If there is one policy area where Xi does deserve better marks, it is in foreign relations. China is now widely seen as a global power. Xi has taken a personal interest in global governance. As a result, China under Xi is contributing much more to the United Nations operating budget, global peacekeeping, overseas development assistance and the Millennium Development Goals. And it is more active in a range of areas from combatting public health pandemics to disaster relief, energy and sea lane security, counter-terrorism and anti-piracy operations.
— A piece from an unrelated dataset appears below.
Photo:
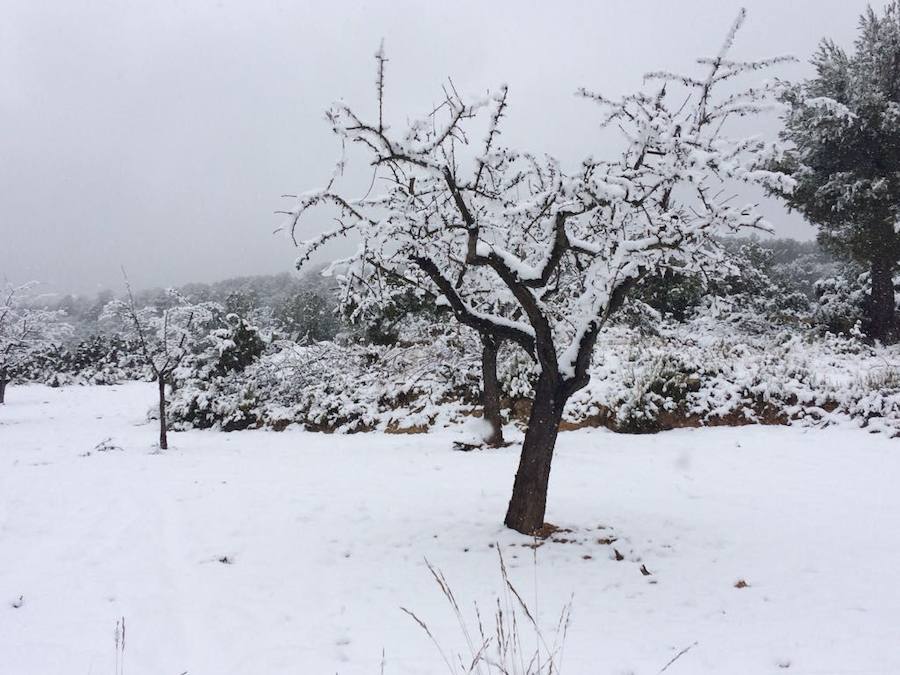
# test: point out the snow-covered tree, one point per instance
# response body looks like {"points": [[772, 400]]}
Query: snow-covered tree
{"points": [[24, 330], [165, 335], [530, 254], [844, 126]]}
Xi’s signature Belt and Road Initiative (BRI) is also noteworthy. An infrastructure development initiative unparalleled in history, the BRI will build rail lines, pipelines, telecommunications networks, electric grids, deep-water ports, highways, cities and other needed infrastructure from Asia to Europe. While the BRI is encountering criticism of late, it is nonetheless illustrative of China’s new foreign policy activism under Xi.
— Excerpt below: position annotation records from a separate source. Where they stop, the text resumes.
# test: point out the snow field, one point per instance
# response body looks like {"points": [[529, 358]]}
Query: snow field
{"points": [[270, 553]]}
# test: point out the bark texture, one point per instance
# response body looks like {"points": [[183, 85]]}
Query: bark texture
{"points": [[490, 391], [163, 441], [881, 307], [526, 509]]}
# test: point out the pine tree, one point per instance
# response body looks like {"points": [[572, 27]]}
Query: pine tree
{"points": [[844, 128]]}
To be certain, China’s international relationships are not all rosy — but they are, on balance, positive. Only with the United States — and perhaps Australia, Japan and India — are China’s bilateral ties strained. Everywhere else they are sound.

The same must also be said about China’s military and defence — probably Xi’s No. 2 priority (after strengthening the party) over the past five years. Under the new title of Commander-in-Chief of the armed forces, in January 2016 Xi launched a sweeping reorganisation — the most comprehensive ever — of China’s military and paramilitary forces. The restructuring is but one part of systematic efforts to build a world-class military and, in Xi’s repeated exhortations, to ‘prepare to fight and win wars’.

Like all leaders, Xi’s tenure has so far achieved mixed results. But this variegated verdict is at variance with the overwhelmingly positive portrayals proclaimed in China’s official media. In Beijing’s rendering, Xi can do no wrong. This in itself may prove to be his Achilles’ heel. No leader is infallible. The subterranean grousing about Xi’s ‘imperial’ leadership style now increasingly heard in China (and from Chinese when they go abroad and speak with foreigners), may be a harbinger of difficulties to come.

Having constructed a caricature of an infallible Xi Jinping, the regime will find it very difficult — if not impossible — to deconstruct this image of China’s new ‘great helmsman’. And there are many constituencies in China that are suffering from Xi’s policies — including the party and state cadres and military officers who have lost their positions and privileges as a result of Xi’s anti-corruption purges — all of whom lie in wait for him to trip up.

David Shambaugh is the Gaston Sigur Professor of Asian Studies, Political Science and International Affairs at the George Washington University, Washington, DC.